Čajkovskij, Rachmaninov e Musorgskij, questi i compositori scelti da Valery Gergiev per il suo ritorno al Ravenna Festival (sabato 14 giugno ore 21 al Pala de Andrè) sul podio dell’Orchestra Filarmonica Ceca, che vanta una storia segnata tra Ottocento e Novecento dai nomi di Dvoràk e Mahler, con la pianista Yeoul Eum Son, 28 anni, coreana, già con un ricco carnet di premi alle spalle. Un programma che dalla Russia guarda a Occidente. Si fa presto infatti a dire “musica russa”: perché se è vero che alla tradizione musicale russa si attribuisce quell’afflato profondamente lirico che la rende inconfondibile ai più, non si può tacere che lo sguardo dei grandi compositori russi ha spaziato in lungo e in largo sia verso Occidente, sia verso la propria terra.
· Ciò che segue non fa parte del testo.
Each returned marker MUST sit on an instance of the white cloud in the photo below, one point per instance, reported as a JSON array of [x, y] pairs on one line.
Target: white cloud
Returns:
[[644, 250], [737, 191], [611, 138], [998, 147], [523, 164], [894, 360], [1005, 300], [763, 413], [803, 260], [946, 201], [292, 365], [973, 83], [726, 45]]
Vale per il Lago dei cigni (1877) di Pëtr Il’ič Čajkovskij, che guarda a Ovest spesso e volentieri, fosse solo per le tradizionali “danze caratteristiche” di ogni buon ballet blanc. Vale per il pathos tardoromantico del Secondo Concerto per pianoforte (1901) di Sergej Rachmaninov, e vale soprattutto per quell’opera genuinamente russa che sono i Quadri di un’esposizione di Musorgskij (1874), magistralmente trasfigurati dalla orchestrazione realizzata nel 1922 da Maurice Ravel.
Il concerto è reso possibile grazie al contributo della Banca Popolare di Ravenna.
Il rapporto di ‘amore-odio’ dei compositori russi per la musica occidentale costituisce il filo che lega in trasparenza la ‘locandina’ della serata. Iniziando con un autore “occidentale”. Pëtr Il’ič Čajkovskij scriveva infatti sinfonie su modello di importazione, amava l’Italia, il Don Giovanni di Mozart e i viaggi, non i fumi delle candele delle chiese bizantine. Aveva frequentato da allievo il Conservatorio di Pietroburgo e sarebbe stato chiamato tra i primi docenti di quello di Mosca, appena fondato da Nikolaj Rubinstein. Ma in tutta quella corrente occidentale aveva una carta solo sua da giocare, che avrebbe plasmato il nuovo pilastro del repertorio russo: il balletto. La bella addormentata, Il lago dei cigni, Lo Schiaccianoci danno voce come alcun altro capolavoro all’estetica di Čajkovskij, ma insieme catturano la spiritualità russa come pochi brani di repertorio. Dal fortunato ‘Ballet Blanc’ con le fanciulle trasformate in cigni dal crudele mago Rothbart, lo stesso compositore aveva cercato di predisporre, nel 1882, una Suite orchestrale. Ma senza pervenire a un risultato. Altri tuttavia portarono a termine il progetto, a partire dal suo editore, Jurgenson, che nel 1900 pubblicò una serie di estratti dal Lago dei cigni, seguito subito da diversi direttori d’orchestra, ciascuno con la propria scelta di pagine preferite. Le più frequentate rimangono il Valzer del primo atto, l’Introduzione del secondo, la ‘Danza dei cignetti’ e le Danze caratteristiche del terzo. Immancabile la Scena finale del quarto atto, con il suicidio di Odette e Sigfrido, finalmente uniti. Qui la scrittura di Čajkovskij, nella capacità di rielaborazione tematica e invenzione armonica, tocca uno fra i vertici di sapienza mai raggiunti, con risultati di struggente bellezza e drammaticità.